Goleman gives his own example of a leader tackling a crisis. Of Mark Loehr, manager of a US firm that lost people on September 11, he writes: "Over the following days Loehr was there as people wept together. Every night at 9.45 he sent out an email to the entire company about the personal side of the ongoing eventsI even if they get everything else just right, if leaders fail in this primal task of driving emotions in the right direction, nothing they do will work as well as it could".

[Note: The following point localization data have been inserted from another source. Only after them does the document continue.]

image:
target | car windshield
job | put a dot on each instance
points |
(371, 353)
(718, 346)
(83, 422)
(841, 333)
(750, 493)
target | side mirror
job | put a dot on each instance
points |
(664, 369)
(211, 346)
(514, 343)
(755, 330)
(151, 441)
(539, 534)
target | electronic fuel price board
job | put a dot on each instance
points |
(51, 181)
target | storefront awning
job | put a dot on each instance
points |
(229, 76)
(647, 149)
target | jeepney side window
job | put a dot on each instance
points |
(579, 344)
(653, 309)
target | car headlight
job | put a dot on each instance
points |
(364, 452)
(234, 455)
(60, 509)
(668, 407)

Some people will say that Goleman, starting with his landmark book Emotional Intelligence in 1995, has been telling us nothing we don't know. But that's one of his strengths. Thirty years ago I learned from an elderly professor of philosophy at Birmingham University that the best poems, stories, lectures and books hold up before us the things with which, deep down, we are familiar. He illustrated the point one day by sitting back and growling the opening of the old and oft-recorded jazz standard "Don't Get Around Much Anymore": "Missed the Saturday dance Heard they crowded the floor Couldn't bear it without you Don't get around much anymore." Four short lines that, to those in whom they evoke instant recognition, are worth a whole treatise on the nature of unrequited love.
So, when Goleman says, as he did in one of his many interviews, "Emotional intelligence is a different way of being smart. It includes knowing what your feelings are and using your feelings to make good decisions in life," you recognise that it's what you as a citizen, a parent or a teacher have been feeling in your bones throughout your adult life.

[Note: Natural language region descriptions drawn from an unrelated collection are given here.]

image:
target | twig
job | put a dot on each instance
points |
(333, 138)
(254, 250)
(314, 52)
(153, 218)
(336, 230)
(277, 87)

How many times have we met the clever person who cannot get on with other people, or bring up children, or teach them, or even deal with his or her own feelings?
Goleman wasn't the first academic to try to identify and define those vital "other" abilities. The pioneering psychologist Edward Thorndike was in 1920 already defining "social intelligence" as "the ability to understand and manage men and women, boys and girls to act wisely in human relations".

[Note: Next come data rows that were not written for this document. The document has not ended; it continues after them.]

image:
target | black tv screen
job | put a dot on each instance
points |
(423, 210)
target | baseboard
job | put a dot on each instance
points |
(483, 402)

Arguably, too, the work of Howard Gardner in the Eighties, on multiple intelligences, foreshadows that of Goleman.
But what does it all mean for teachers? In some quarters, particularly in the United States, Goleman's ideas that "EI" can be observed very early, and that the skills can be taught, have given rise to emotional literacy programmes. The United Kingdom, too, has schools, such as Christchurch primary in Wiltshire, and Medlock primary in Manchester, where Goleman's work is specifically mentioned as influencing curriculum and pedagogy.
But others believe that tackling emotional intelligence by setting up teaching programmes under that name is only part of the story. Educational consultant Martin Skelton of Fieldwork Education, an expert on learning theory, says it's not just a matter of teaching emotional intelligence, but of "recognising the need to lead and teach in an emotionally intelligent way".
That being so - and given the lively current interest in the concept and practicalities of leadership in schools - the arrival of The New Leaders is pertinent and timely. Written in collaboration with colleagues Richard Boyatzis and Annie McKee, the book closely examines what it means to be an emotionally intelligent leader - self-aware, self-controlled, socially aware and able to manage relationships so as to bring out the best in people (all qualities, you'll notice, that have little to do with technical competence).
Self-awareness always comes first for Goleman; we all know people who aren't self-aware. Goleman gives examples, such as the manager who, by wanting to be seen as "in the know", was unable to see he caused only ill feeling by spreading uncertainty and rumour.
It's important to emphasise that emotionally intelligent leadership is more than a simple matter of being nice or democratic. There's a time, Goleman says, for clearing away dead wood, but he has many examples of managers who set out to turn an organisation around, only to make short-term gains at the expense of their companies' long-term health. Lessons there for those challenged to improve their schools.
This is a heartening, useful, encouraging book that will first confirm for good leaders that what they are doing is probably right, then give them more to think about. As consultant Martin Skelton puts it: "Goleman provides justification for those who have been criticised for working in the way he advocates, and gives a framework for those who want to try his approach. He is this generation's articulator of what we've always known to be true."